The multi-disciplinary team, led by Dr Jeffers, produced an unprecedented amount of ecological and climatic information for five study sites in England, Scotland and Ireland. Their dataset included proxy measurements of plant and large herbivore biomass, nitrogen availability, growing season temperatures and fire activity spanning the transition from the Late Pleistocene to the Holocene period (16,000 to 4,800 years ago). According to fossil bone data, one-third of the region’s mega-herbivore species became extinct during this time. The authors applied statistical modelling to their data in order to investigate the relative impacts of mega-herbivores, plants, fire and summer temperatures on ecosystem structure and function across the extinction event. Contrary to the prevailing view, they found that plants had a greater impact on Late Quaternary terrestrial ecosystems than mega-herbivores.

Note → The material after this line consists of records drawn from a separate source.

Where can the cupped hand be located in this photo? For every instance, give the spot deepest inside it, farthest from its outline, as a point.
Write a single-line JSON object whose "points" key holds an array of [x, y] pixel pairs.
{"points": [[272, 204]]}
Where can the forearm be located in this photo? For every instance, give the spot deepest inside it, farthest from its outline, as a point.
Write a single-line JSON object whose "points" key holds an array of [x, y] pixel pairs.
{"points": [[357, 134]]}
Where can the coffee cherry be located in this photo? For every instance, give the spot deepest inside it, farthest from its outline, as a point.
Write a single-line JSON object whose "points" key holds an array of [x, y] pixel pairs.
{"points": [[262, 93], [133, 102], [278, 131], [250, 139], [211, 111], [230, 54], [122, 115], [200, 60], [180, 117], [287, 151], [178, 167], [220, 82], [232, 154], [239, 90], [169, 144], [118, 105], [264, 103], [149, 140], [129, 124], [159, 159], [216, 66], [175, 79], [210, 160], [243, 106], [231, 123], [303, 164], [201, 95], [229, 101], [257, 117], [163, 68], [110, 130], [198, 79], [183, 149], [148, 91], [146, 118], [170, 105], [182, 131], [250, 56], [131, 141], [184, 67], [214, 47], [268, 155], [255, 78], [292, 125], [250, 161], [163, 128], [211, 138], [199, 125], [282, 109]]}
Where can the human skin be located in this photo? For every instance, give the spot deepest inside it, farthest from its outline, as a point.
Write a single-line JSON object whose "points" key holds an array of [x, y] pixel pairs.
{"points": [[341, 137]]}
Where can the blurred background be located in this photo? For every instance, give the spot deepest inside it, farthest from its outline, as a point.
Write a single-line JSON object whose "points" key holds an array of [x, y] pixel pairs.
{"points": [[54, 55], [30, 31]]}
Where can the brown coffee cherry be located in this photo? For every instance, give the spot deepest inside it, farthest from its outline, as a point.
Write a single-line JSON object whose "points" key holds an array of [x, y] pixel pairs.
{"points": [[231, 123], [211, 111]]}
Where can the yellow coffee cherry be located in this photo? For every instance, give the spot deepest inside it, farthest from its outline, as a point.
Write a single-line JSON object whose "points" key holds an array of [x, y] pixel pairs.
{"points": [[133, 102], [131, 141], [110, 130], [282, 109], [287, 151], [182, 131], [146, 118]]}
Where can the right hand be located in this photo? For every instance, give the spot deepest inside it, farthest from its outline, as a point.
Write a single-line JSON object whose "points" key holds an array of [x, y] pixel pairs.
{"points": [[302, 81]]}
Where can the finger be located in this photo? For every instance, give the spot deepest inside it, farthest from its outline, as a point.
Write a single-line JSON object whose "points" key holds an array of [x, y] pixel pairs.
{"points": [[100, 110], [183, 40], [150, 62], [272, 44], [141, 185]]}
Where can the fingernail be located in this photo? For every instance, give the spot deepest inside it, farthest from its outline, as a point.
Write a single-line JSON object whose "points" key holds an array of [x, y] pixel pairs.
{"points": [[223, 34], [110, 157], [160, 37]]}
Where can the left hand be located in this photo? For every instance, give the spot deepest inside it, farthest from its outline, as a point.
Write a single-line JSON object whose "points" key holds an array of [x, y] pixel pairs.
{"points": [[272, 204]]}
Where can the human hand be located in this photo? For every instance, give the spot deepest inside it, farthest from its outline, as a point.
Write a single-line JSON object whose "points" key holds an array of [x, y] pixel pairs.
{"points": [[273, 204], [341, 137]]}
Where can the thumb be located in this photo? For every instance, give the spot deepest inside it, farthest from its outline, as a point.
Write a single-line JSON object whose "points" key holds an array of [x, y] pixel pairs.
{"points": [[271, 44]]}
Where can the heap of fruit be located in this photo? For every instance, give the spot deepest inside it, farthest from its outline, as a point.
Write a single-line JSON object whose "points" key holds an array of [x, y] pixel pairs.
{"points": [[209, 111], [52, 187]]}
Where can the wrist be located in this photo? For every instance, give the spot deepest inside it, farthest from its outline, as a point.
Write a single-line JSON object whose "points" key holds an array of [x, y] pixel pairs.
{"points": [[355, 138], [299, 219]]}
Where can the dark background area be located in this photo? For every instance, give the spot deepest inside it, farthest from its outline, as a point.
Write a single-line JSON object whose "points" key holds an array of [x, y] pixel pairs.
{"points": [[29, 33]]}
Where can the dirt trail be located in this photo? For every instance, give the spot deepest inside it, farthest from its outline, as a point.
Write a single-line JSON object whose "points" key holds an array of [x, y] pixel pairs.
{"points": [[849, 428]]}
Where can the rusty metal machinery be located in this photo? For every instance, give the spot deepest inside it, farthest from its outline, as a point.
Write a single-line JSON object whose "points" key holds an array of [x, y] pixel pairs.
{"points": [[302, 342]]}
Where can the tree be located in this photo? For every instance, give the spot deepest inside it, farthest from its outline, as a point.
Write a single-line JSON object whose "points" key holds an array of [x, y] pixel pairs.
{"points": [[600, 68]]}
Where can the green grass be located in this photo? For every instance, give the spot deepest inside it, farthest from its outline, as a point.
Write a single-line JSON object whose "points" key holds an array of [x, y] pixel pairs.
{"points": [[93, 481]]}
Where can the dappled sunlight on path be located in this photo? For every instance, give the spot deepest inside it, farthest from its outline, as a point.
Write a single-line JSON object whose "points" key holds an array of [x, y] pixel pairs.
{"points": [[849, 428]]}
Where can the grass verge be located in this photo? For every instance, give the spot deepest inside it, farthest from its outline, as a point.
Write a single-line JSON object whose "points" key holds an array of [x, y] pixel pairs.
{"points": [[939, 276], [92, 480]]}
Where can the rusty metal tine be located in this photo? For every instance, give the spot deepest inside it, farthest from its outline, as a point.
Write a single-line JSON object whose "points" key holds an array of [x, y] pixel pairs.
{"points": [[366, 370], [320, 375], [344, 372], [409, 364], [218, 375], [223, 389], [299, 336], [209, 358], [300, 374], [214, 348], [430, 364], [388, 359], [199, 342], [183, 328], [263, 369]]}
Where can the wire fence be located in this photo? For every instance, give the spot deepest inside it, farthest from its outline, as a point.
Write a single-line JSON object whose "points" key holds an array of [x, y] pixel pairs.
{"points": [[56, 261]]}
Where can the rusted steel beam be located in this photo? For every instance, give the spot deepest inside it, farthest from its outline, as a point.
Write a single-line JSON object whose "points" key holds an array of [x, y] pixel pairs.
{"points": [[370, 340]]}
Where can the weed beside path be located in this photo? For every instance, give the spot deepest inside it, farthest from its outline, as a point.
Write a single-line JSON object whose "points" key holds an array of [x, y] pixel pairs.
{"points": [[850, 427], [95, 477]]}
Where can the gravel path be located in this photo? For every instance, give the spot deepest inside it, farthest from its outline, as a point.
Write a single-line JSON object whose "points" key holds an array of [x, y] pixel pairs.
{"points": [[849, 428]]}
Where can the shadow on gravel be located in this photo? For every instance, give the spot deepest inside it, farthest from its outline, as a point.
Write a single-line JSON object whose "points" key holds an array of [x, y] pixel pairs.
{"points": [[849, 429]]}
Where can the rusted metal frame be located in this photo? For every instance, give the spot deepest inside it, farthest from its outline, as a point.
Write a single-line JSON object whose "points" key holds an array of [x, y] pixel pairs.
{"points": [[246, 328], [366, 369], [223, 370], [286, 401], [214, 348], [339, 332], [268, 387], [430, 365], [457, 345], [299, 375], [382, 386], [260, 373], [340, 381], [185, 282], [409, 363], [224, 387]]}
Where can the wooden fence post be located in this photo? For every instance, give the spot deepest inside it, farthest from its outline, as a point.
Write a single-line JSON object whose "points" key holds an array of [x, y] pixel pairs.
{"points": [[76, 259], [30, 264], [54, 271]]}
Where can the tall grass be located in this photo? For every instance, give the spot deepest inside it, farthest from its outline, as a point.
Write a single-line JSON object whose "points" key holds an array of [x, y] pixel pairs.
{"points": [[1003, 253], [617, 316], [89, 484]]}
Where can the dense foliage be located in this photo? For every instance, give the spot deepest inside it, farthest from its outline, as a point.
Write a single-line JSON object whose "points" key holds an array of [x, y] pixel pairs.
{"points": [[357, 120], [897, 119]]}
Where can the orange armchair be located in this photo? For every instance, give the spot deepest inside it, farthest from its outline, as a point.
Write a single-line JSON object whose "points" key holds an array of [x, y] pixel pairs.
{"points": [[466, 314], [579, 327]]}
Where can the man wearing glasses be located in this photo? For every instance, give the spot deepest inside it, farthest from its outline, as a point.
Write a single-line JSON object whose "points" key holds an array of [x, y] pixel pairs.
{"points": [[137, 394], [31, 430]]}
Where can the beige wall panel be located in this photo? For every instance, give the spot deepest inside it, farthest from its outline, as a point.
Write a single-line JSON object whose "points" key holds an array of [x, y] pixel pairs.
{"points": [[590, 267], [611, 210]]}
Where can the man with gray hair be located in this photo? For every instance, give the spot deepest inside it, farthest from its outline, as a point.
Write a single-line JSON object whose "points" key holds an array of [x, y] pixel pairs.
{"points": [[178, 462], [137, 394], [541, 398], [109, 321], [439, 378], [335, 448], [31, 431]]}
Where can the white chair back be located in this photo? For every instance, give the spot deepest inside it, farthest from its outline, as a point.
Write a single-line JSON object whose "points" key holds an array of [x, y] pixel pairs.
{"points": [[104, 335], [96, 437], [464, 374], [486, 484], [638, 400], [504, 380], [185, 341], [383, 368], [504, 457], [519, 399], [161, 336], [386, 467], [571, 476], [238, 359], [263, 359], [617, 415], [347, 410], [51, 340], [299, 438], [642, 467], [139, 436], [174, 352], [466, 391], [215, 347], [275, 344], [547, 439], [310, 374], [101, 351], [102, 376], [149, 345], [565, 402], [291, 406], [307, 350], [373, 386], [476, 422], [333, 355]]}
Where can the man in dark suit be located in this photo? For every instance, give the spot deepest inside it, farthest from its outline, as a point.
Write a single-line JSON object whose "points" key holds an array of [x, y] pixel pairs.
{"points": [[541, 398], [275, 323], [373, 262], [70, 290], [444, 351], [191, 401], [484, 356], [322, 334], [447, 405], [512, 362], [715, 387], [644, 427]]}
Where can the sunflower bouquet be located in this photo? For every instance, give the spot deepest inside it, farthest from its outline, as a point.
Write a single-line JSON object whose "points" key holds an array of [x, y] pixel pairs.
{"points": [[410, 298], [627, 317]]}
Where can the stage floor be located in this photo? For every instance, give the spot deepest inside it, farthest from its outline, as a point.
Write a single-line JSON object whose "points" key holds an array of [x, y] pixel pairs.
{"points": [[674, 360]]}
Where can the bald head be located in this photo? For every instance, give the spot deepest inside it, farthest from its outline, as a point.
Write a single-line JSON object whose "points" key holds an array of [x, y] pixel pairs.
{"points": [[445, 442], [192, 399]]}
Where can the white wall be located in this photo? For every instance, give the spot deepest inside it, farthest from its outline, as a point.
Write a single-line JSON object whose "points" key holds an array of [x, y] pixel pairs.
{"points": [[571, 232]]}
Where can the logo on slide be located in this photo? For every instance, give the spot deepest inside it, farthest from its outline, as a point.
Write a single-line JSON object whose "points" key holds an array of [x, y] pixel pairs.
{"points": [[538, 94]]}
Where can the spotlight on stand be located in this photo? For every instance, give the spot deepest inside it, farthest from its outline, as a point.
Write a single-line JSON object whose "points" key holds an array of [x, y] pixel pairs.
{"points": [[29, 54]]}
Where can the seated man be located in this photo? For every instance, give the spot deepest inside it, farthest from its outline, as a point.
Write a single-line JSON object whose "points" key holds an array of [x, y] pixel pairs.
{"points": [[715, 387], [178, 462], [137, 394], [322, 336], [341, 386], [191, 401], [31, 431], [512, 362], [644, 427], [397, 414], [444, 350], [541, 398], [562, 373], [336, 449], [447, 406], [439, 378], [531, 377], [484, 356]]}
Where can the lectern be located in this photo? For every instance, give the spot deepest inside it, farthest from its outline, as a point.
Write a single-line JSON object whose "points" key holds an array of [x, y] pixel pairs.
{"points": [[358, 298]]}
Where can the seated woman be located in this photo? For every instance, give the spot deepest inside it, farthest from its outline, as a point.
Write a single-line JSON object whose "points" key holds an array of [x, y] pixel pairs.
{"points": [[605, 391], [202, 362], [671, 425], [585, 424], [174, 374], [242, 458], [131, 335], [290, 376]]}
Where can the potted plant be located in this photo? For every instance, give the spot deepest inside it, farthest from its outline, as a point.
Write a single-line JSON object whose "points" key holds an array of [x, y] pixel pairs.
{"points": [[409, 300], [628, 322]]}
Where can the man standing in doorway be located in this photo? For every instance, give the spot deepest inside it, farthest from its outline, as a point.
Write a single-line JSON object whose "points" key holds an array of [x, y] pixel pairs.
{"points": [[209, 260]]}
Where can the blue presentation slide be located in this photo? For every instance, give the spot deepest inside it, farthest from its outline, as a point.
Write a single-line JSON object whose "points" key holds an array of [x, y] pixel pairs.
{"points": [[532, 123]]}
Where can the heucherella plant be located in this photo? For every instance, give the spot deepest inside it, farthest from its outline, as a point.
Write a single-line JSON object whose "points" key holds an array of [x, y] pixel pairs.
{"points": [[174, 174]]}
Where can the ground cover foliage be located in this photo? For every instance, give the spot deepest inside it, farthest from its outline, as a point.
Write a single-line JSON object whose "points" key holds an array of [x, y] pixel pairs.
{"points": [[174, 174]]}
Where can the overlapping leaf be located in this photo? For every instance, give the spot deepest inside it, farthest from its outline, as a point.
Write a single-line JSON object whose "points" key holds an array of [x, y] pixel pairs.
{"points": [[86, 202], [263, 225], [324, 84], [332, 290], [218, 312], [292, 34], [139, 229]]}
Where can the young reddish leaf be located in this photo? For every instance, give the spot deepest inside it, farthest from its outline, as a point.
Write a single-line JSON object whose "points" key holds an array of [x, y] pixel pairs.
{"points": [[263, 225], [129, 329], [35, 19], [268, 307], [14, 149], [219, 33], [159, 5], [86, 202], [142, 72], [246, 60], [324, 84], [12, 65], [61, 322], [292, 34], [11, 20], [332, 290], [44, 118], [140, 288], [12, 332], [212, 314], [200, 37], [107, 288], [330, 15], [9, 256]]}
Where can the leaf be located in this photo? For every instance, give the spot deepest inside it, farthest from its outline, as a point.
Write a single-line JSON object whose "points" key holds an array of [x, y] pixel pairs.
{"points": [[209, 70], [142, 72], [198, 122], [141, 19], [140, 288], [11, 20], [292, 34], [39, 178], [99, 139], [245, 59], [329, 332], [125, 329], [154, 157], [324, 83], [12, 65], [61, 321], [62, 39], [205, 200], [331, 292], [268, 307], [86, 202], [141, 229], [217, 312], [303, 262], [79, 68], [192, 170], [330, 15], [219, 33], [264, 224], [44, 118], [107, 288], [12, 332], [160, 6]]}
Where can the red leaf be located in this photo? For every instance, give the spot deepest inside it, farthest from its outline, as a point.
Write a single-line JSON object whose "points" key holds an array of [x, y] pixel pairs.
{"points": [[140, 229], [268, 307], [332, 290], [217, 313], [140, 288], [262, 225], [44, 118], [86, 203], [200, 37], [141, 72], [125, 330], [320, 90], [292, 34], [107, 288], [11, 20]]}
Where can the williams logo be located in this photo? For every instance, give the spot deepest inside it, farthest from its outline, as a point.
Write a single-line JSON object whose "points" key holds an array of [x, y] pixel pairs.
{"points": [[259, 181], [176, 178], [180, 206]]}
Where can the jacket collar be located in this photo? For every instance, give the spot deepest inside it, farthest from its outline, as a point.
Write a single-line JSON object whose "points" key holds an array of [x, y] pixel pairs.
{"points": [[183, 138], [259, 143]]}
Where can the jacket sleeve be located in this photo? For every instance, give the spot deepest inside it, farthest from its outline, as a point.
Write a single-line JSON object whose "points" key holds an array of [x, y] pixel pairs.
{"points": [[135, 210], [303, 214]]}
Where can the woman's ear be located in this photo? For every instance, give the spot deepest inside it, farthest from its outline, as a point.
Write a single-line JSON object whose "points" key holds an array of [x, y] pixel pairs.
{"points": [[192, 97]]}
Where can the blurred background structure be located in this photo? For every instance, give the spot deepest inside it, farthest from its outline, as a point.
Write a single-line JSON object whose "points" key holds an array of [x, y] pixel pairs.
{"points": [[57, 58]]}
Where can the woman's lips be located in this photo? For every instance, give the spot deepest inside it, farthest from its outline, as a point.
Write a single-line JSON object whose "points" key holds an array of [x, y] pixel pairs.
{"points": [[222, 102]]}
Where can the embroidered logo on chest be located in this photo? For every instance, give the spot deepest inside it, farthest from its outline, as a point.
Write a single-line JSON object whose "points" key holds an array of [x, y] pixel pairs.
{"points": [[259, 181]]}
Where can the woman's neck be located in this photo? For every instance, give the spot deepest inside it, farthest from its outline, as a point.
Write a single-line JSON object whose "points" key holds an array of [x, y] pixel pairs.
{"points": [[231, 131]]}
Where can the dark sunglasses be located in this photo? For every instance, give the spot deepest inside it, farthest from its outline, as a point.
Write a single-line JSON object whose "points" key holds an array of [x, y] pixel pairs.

“Our results challenge the ecological argument underpinning trophic rewilding by showing that the fauna living in these regions at the end of the last glacial period were unable to stem the expansion of woody plants across the northern hemisphere”, stated Jeffers.
The team found that shrubs were consistently one of the strongest predictors of ecosystem change, equaling or exceeding the effects of the other biotic and abiotic factors considered in the study. Increasing shrub biomass reduced ecosystem-scale nitrogen availability and promoted the growth and expansion of trees. Burning, not herbivory, was important for reversing these effects; however declining fire activity in the early Holocene enabled shrubs (and ultimately trees) to dominate terrestrial ecosystems.
The findings provide new empirical evidence for the long-term ecosystem engineering effects of woody plants and demonstrate the importance of burning for maintaining the structure and function of open ecosystems in northern biomes. According to Jeffers, “rewilding projects that rely on herbivores to provide this important service should consider reintroducing native fire regimes in order to ensure the sustainability of open, fertile habitats.”